Você se lembra daquele aperto no bolso que parecia não ter fim? Pois é, o debate sobre a taxa de juros no Brasil continua quente. E nesta quarta-feira (06/05/2026), o ministro da Fazenda, Dario Durigan, trouxe alguns pontos para entendermos melhor esse cenário. Esqueça a ideia simplista de que os juros altos são culpa exclusiva dos gastos do governo. Segundo o ministro, a situação é mais complexa e influenciada por fatores externos que, acredite, também mexem com o seu dia a dia.
Durigan foi enfático ao afirmar, durante participação no programa “Bom Dia, Ministro” da EBC, que a conta pública do país tem apresentado melhoras.
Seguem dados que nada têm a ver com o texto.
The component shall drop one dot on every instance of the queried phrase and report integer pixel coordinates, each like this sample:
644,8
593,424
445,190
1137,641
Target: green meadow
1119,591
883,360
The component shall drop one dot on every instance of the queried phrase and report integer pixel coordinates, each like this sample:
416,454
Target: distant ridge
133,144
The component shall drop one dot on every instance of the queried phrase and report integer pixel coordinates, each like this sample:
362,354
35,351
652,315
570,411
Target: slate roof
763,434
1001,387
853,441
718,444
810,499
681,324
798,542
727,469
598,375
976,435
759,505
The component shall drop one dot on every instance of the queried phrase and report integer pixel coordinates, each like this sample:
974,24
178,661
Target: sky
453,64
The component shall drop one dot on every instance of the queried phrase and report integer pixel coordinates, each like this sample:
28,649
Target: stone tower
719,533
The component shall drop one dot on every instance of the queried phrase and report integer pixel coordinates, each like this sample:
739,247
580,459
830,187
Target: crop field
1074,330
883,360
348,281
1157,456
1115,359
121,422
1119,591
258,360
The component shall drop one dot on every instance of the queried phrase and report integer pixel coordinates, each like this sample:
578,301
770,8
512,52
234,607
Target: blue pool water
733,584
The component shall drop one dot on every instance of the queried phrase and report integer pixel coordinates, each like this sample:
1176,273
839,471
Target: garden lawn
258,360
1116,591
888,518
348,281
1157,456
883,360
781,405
Ele citou que o déficit foi zerado em 2024 e mantido assim em 2025, com a meta de alcançar um superávit já a partir de 2026 e 2027. Ou seja, a casa das contas públicas parece estar em ordem, ou pelo menos caminhando para isso, segundo a visão da pasta.
O Fator Guerra e o Bolso do Brasileiro
Mas se não é só o governo gastando demais, o que então eleva os juros e dificulta o acesso a crédito, como financiamentos e empréstimos? O ministro apontou para um protagonista inesperado: a guerra. A instabilidade geopolítica global, especialmente no Oriente Médio, tem desajustado economias mundo afora, pressionando os preços e, consequentemente, a inflação. Esse cenário global, segundo Durigan, é o principal fator por trás da política monetária mais apertada no Brasil.
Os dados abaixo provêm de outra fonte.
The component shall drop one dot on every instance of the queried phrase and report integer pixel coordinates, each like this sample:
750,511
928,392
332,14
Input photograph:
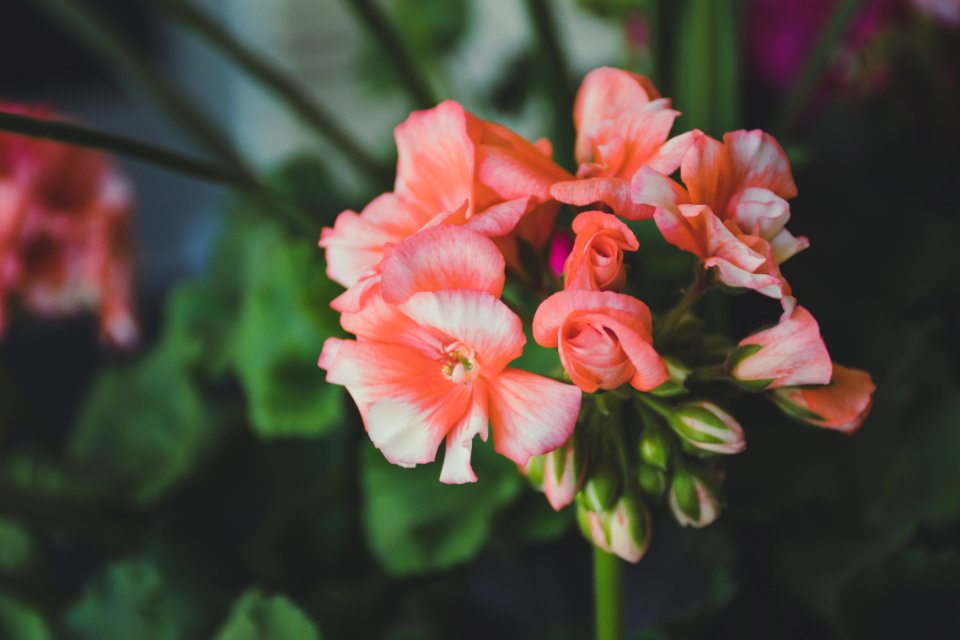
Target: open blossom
843,404
604,339
452,168
431,355
596,261
64,232
790,353
622,124
732,210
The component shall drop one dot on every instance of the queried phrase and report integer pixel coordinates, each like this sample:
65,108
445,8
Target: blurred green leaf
143,428
415,524
129,600
16,546
256,616
283,321
20,621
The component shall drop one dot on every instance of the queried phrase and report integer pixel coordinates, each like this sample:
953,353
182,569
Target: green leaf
20,621
415,524
256,616
142,429
284,319
16,546
129,600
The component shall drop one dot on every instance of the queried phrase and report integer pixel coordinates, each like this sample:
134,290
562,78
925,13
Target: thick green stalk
608,595
388,38
556,75
276,80
112,46
816,62
81,136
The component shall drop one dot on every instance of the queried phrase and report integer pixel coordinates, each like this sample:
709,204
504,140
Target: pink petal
531,415
442,257
477,319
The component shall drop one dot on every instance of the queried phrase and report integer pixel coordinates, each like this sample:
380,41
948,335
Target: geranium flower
431,354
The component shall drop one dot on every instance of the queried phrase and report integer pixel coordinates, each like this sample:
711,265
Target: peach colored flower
790,353
842,405
596,261
604,339
430,360
731,211
622,124
452,168
65,232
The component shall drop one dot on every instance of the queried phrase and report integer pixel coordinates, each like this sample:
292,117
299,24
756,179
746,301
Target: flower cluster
64,232
425,265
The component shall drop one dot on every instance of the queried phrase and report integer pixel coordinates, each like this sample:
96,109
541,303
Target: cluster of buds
633,419
64,232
Pense na seguinte analogia: imagine que sua vizinhança inteira está com medo de que o preço da gasolina dispare por causa de um conflito distante. Para se precaver, todo mundo começa a encher o tanque de uma vez, criando uma demanda artificial e elevando o preço localmente. No cenário econômico, a guerra cria essa insegurança e faz com que os preços de commodities subam, alimentando a inflação. O Banco Central, para conter essa alta, tende a manter os juros em patamares mais elevados, como um freio para evitar que a economia “aqueça” demais e a inflação saia de controle.
E as Questões Fiscais?
Apesar do esforço em equilibrar as contas, o ministro Durigan reconheceu que as questões fiscais ainda não estão totalmente resolvidas. No entanto, ele destacou que o governo tem atuado de forma pragmática para controlar gastos e garantir a resiliência fiscal do país. Ele mencionou medidas de corte de gastos e a tributação sobre as apostas esportivas (bets) como exemplos de ações que visam fortalecer o caixa público, sem comprometer as futuras gerações com dívidas. Para o cidadão comum, um quadro fiscal mais robusto tende a significar mais estabilidade e previsibilidade na economia, o que pode se traduzir em menos surpresas desagradáveis nos preços e no custo de vida.
Banco Central e o Ouro: Uma Incerteza Dourada?
Enquanto o debate sobre juros e contas públicas esquenta, há outro movimento discreto, mas relevante, acontecendo nas reservas do Banco Central: a compra de ouro. No ano passado, o Banco Central do Brasil figurou como o 4º maior comprador global de ouro, adicionando 43 toneladas às suas reservas. Contudo, os dados mais recentes, referentes ao primeiro trimestre de 2026, mostram uma desaceleração nesse ritmo. O país não apareceu entre os principais compradores neste período. Essa mudança de postura pode ter diversas interpretações, desde uma otimização das reservas até uma cautela com os preços do metal em um cenário de incertezas.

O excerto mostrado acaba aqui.